Today, we U.S. consumers do very little of our grocery shopping online. In this and many online shopping categories, we lag behind consumers in Europe and Asia-Pacific. But grocers should understand this as a window of opportunity to get ready, not as some kind of permanent reprieve. They must find ways to meet the online needs of their consumers as those needs grow.
It’s true that we in the U.S., who seem to live our lives online, always connected through our smart phones, tablets and other devices, currently lag in online shopping. We certainly research our purchases online (63%), look up reviews (63%) and find online shopping convenient (78%), but we are still hesitant to make some types of purchases online.
It’s Asia-Pacific that has the highest online buy rates. China and South Korea are leaders in online purchases of cosmetic products and groceries. Western Europe leads the way in CPG ecommerce. Online “trips” for fast-moving consumer goods in Great Britain have increased from 70 million in the year ending Q1 2013 to 91 million in the year ending Q1 2014; in France, trips have increased from 32 million to 42 million in that time period.
Why are Americans still somewhat reluctant to buy online in certain categories? Some 46 percent cited shipping costs, and 37% said they don’t trust giving their credit card information online.

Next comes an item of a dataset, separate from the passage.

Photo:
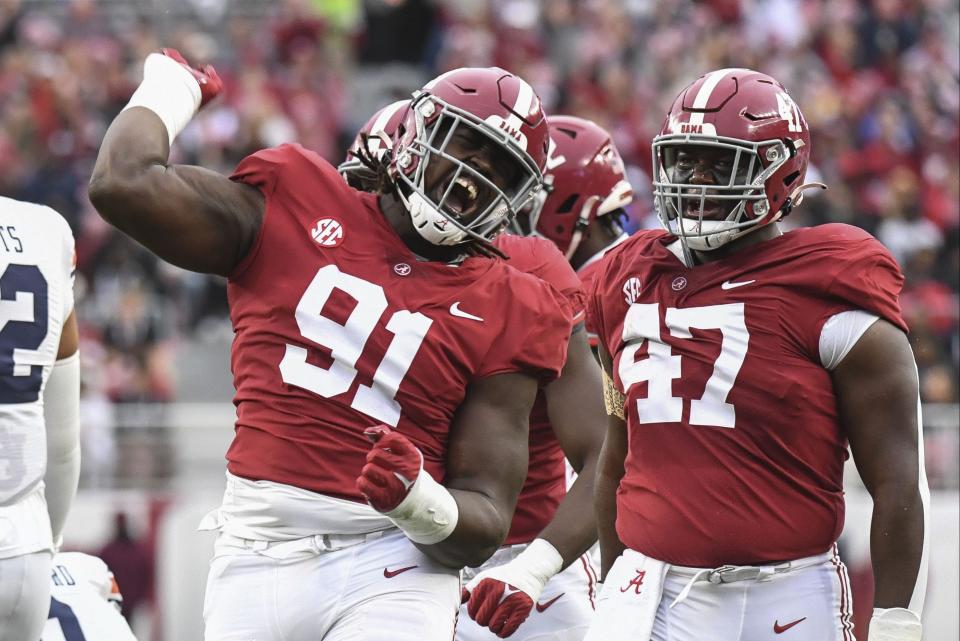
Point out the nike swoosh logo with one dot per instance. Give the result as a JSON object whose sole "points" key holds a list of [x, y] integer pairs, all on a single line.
{"points": [[542, 607], [456, 311], [392, 573], [780, 629], [728, 285]]}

But, absent some unexpected discontinuity, it’s frankly only a matter of time. Americans’ willingness to make airline and hotel/tour reservations, and to buy electronic equipment, ebooks and music (non-download) have all more than doubled in the last three years. Grocery is much smaller, to be sure, but it’s growing.
Millennials vs. Boomers
This is particularly true for Millennials. According to a recent survey, they make up more than half of those intending to use e-commerce channels for a whole range of category purchases—about four times the representation of Baby Boomers. Just as Millennials have adopted new ways to communicate and consume media more quickly than their elders, they have learned new ways to shop.

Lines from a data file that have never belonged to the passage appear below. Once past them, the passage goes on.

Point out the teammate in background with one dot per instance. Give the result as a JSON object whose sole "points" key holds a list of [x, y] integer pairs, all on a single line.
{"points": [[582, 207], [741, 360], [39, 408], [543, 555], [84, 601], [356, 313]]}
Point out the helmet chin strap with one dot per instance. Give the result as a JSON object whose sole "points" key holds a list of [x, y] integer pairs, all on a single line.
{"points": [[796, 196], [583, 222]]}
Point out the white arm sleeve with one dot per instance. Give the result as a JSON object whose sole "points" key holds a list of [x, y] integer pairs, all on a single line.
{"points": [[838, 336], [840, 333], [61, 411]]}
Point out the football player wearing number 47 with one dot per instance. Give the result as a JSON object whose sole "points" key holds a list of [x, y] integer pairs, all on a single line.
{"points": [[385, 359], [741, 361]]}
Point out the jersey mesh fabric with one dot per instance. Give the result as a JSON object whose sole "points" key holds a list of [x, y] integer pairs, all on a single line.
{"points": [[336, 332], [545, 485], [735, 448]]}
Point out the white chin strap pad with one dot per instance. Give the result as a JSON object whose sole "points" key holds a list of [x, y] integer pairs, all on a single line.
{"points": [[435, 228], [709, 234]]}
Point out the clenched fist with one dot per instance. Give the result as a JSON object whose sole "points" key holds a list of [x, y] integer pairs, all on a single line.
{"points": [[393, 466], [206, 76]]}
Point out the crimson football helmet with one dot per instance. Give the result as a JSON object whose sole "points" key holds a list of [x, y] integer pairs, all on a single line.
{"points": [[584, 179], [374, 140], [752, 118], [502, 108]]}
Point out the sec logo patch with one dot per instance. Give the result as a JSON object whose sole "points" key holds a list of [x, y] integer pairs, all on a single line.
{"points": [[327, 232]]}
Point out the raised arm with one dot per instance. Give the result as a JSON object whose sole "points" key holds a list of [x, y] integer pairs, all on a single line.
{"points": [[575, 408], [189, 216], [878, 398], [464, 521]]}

And of course, Millennials are “aging in” just as Boomers are aging out. It is Millennials who are creating new households, and if grocers cannot find a way to appeal to them, they will see significant losses in traffic and loyalty from new, young families.
We can’t stress this enough. The figures may look manageable today, but, like time and tide, technology innovation waits for no man. Amazon is rapidly launching new markets for same-day delivery, and both Google and Amazon are experimenting seriously with drone delivery. While such innovations may seem like science fiction, who would have predicted just a few years ago that we’d be watching TV on our phones, or have the opportunity to connect with more than a billion of our “friends” for free? I am betting that the growth curve in e-commerce is more likely to be exponential than linear, because that’s been the technology trend since Moore propounded his famous law.
The consumer is changing, and it’s an iron law of retailing that the supplier must change as well. The proof may be nascent, but it’s proof nevertheless. Grocers—and manufacturers—must over-invest now in understanding these consumers, and begin to shape the services they offer to meet their needs.
Those grocers who “fail fast,” as the signs in Facebook’s offices famously say, will be the ones with time to succeed. You don’t need that many successful experiments to thrive.
There is no reason whatsoever to think America is going to be different from Asia-Pacific. Asia-Pacific is just further down the learning curve. American grocers should be grateful they can look across the Pacific to see what the future looks like, because very soon the future will be now.